Fabuloso na pele de Rubin Carter, Denzel Washington levou o Golden Globe de melhor ator dramático, mas perdeu o Oscar para Kevin Spacey, brilhante em "Beleza americana". Alguns chegaram a culpar as controvérsias geradas pelo roteiro do filme - como a criação do personagem Della Pesca, vivido por Dan Hedaya, uma espécie de Javert (de "Os miseráveis", de Victor Hugo) em sua busca incessante pela condenação do protagonista desde sua infância - para enfatizar a conotação racial da perseguição. É possível que tais polêmicas tenham realmente respingado em Denzel, mas o fato é que nem mesmo sua atuação visceral consegue esconder a irregularidade do trabalho de edição e da fragilidade da estrutura do roteiro, que muda de tom e foco repentinamente, prejudicando inclusive o ritmo empolgante de sua primeira hora.
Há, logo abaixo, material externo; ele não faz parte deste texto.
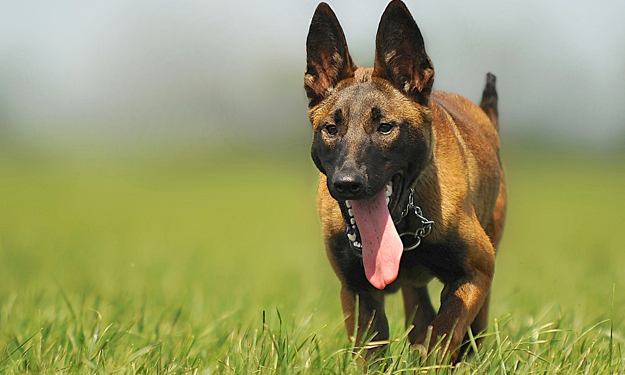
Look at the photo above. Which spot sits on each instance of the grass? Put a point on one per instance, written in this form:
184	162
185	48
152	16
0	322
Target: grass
171	264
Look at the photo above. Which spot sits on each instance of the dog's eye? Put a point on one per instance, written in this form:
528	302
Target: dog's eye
385	128
331	129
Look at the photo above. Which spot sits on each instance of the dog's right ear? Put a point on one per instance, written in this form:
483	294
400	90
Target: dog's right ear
327	58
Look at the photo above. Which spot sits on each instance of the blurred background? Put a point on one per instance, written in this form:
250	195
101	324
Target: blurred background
161	147
105	75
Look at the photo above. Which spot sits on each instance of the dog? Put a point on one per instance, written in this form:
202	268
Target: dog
411	183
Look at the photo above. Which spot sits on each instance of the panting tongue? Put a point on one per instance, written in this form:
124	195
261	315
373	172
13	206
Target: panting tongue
381	246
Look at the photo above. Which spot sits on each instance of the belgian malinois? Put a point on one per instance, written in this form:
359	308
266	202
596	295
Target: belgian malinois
411	185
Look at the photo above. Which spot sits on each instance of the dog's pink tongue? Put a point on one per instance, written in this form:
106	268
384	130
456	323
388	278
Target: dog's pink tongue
381	246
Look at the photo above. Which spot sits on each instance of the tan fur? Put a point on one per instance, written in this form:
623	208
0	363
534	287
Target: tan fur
459	182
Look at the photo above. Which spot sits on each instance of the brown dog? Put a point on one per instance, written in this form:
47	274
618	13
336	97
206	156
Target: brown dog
411	183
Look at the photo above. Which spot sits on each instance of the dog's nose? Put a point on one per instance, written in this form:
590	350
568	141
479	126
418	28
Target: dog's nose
348	184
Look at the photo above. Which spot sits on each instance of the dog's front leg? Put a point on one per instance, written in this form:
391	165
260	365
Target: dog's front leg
371	317
462	299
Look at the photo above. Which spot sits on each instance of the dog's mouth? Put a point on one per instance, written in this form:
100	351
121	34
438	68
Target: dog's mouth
372	234
392	191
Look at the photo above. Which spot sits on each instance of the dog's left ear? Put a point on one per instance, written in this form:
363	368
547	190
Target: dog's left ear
400	55
327	58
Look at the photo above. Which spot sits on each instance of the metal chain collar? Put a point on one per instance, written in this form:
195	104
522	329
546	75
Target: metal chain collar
426	223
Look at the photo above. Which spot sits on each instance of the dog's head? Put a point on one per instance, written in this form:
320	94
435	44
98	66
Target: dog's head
371	126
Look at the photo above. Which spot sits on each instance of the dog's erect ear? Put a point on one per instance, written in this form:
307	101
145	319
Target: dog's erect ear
327	60
400	55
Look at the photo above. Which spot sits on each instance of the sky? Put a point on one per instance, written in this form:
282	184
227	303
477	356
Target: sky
232	70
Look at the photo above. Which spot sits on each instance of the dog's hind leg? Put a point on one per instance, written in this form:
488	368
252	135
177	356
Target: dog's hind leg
489	100
419	310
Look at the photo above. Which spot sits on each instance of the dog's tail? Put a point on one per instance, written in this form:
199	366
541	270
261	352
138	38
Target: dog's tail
489	100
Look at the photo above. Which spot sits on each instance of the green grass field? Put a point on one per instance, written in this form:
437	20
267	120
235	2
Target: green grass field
172	264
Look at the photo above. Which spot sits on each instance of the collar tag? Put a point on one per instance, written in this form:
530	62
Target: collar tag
426	224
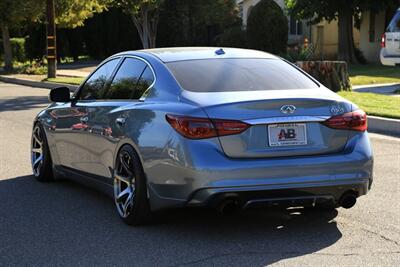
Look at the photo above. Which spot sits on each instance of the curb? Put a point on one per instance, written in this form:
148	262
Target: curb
384	126
377	88
46	85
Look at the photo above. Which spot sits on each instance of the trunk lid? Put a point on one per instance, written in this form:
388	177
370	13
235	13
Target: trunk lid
273	133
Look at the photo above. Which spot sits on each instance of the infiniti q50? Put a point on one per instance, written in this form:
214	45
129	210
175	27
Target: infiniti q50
227	128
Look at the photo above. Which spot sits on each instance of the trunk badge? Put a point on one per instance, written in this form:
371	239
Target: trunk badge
288	109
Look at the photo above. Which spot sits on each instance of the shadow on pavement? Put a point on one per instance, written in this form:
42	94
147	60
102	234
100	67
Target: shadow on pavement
23	103
62	223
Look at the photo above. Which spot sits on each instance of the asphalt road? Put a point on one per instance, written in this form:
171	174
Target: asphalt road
62	223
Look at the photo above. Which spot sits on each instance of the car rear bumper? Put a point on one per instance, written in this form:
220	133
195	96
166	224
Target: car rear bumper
255	181
389	60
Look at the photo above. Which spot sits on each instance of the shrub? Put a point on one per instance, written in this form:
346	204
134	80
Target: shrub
267	28
34	67
17	48
299	53
232	37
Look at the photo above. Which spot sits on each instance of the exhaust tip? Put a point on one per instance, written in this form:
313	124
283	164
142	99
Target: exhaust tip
229	206
348	200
Contando praticamente dois filmes em um só - a divisão fica clara entre os dois livros que lhe deram origem - Jewison não consegue manter a unidade de sua narrativa, deixando de lado, por exemplo, a montagem fora de ordem cronológica de seus primeiros minutos, que conquistam a audiência sem muito esforço. O terço inicial do filme, forte e dramático, logo é substituído por um tom mais ameno e pacifíco que, se corresponde às mudanças espirituais do protagonista em seu processo de amadurecimento na cadeia, deixa o produto final com menos força do que poderia se mantivesse a fúria do começo.
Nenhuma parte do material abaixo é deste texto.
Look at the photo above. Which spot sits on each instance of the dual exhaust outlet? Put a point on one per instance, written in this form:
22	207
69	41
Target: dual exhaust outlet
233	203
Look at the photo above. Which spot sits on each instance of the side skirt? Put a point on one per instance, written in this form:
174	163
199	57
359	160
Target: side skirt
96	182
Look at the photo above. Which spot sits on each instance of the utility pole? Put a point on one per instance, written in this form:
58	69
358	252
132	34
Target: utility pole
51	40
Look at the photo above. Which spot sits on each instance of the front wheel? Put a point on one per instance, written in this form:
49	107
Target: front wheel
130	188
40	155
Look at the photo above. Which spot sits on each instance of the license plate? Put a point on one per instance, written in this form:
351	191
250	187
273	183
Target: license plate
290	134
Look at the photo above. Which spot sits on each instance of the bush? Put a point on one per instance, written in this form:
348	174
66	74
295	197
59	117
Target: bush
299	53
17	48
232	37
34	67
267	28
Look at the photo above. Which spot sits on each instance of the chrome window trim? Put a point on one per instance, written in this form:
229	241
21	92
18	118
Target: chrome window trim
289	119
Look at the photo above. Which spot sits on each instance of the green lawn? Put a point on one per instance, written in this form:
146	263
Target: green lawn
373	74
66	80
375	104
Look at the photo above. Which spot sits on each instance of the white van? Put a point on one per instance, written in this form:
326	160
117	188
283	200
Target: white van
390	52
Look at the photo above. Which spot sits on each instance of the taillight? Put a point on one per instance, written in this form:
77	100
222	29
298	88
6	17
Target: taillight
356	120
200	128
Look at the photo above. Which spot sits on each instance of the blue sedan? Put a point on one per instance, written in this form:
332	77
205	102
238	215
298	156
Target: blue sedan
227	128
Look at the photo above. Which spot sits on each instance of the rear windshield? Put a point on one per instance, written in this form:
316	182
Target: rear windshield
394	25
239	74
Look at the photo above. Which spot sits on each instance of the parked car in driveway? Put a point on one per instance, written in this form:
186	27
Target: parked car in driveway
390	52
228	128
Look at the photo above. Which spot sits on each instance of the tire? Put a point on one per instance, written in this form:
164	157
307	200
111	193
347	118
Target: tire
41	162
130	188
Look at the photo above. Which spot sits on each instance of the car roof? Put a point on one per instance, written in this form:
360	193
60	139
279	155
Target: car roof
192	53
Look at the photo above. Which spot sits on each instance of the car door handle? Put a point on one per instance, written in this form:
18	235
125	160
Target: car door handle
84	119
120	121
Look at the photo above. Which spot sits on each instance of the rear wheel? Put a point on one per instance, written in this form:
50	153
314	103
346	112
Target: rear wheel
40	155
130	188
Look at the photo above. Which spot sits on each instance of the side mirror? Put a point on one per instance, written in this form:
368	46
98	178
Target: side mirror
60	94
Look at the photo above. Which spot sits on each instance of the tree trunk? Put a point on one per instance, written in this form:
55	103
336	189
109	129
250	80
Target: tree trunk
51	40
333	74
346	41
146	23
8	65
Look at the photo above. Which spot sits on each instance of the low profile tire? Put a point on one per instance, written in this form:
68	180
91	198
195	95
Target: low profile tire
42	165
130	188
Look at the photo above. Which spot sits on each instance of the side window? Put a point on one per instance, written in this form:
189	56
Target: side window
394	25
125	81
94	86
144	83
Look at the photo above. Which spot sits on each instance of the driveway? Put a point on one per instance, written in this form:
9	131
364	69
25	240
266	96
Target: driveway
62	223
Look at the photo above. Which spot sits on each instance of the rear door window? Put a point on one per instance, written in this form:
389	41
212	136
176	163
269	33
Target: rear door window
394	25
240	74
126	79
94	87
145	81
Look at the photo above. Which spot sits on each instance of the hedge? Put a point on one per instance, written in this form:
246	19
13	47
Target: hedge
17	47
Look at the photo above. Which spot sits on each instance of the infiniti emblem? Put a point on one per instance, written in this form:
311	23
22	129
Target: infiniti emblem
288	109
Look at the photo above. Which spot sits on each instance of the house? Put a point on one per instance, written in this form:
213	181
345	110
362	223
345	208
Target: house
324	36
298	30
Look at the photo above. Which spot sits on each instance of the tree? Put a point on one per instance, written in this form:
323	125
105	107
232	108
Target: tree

A trama já começa com a prisão de Carter, em 1966, juntamente com um amigo, igualmente negro, pela morte de três pessoas em um bar. Reconhecido por uma testemunha ocular retratada no filme como incapaz de tal - e coagida por um policial que persegue o lutador desde que ele ainda era uma criança, ele é imediatamente preso e, depois de um julgamento pouco mostrado em cena (o que dá margem às dúvidas sobre a veracidade de seu rigor histórico) é condenado e, rebelde, impõe sua forte personalidade junto às autoridades policiais, trocando o dia pela noite, estudando seu próprio caso e escrevendo sua biografia, chamada "O 16º round". O livro se torna um sucesso e, sete anos depois, cai nas mãos de um jovem negro chamado Lesra (Vicellous Reon Shannon), que, identificando-se com a história do famoso presidiário, inicia com ele uma correspondência fraternal. Morando no Canadá com três tutores que veem nele um futuro que estava ameaçado pelo descaso paterno e familiar, Lesra acaba por convencer seus amigos a iniciarem uma campanha que exija um novo julgamento para Carter - com base em incoerências durante o processo, eles desejam anular as sentenças.
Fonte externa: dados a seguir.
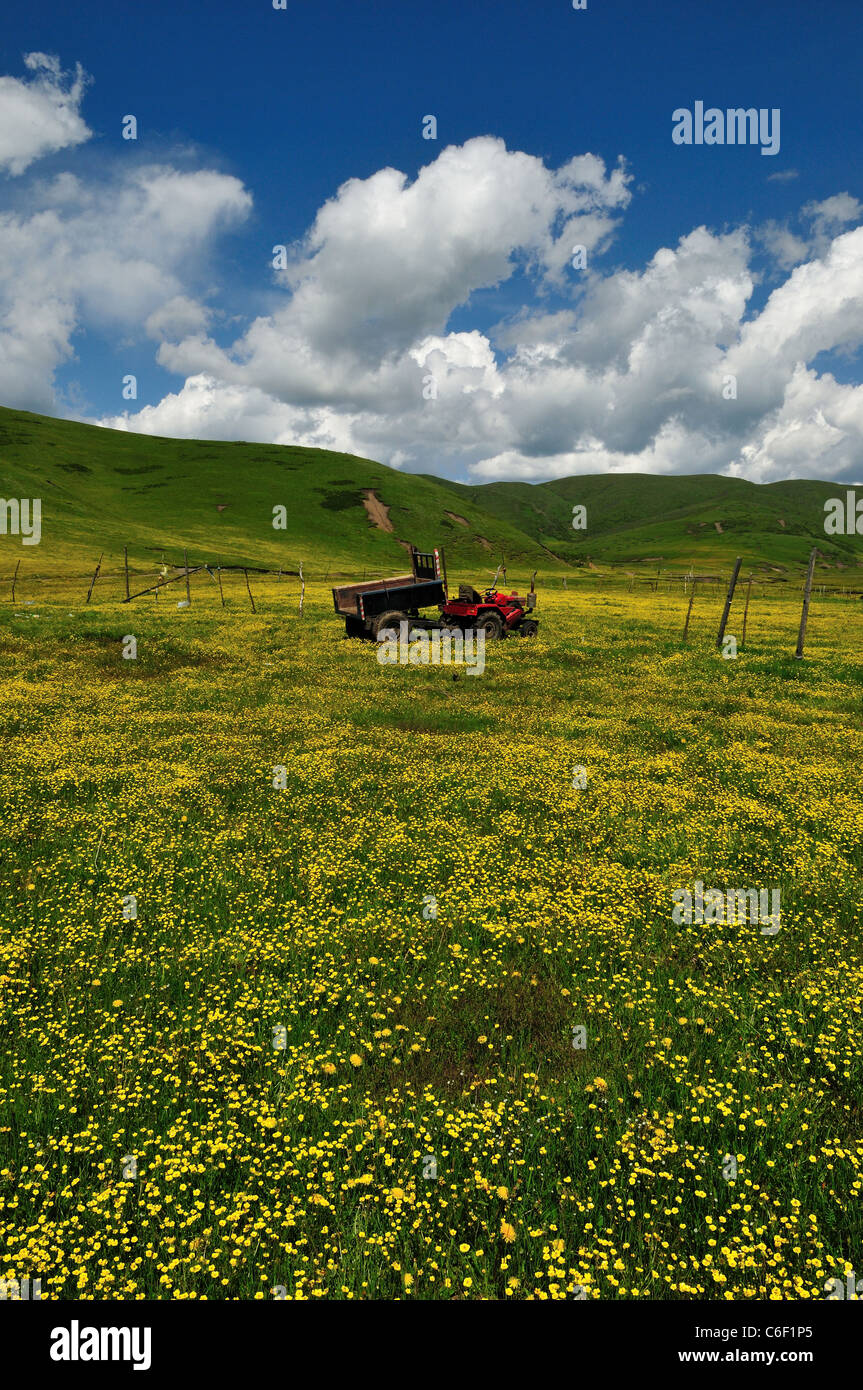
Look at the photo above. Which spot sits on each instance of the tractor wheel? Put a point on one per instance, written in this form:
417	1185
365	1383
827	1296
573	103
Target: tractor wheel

É difícil não gostar de "Hurricane, o furacão": a direção de atores de Norman Jewison é certeira, extraindo de cada ator a expressão mais correta e apropriada, a trilha sonora de Christopher Young é eficaz, e a história é contada de forma emocionante, ainda que burocrática em seus dois terços finais. Além do mais, Denzel Washington entrega uma performance avassaladora, equilibrando fúria e desespero nas medidas certas. Mas talvez com mais ousadia no roteiro e na direção um filme bom poderia ter se transformado em uma pequena obra-prima. A falta de coragem dos produtores talvez tenha sido o golpe fatal para suas intenções. Mesmo assim, é um dos grandes filmes da temporada 99.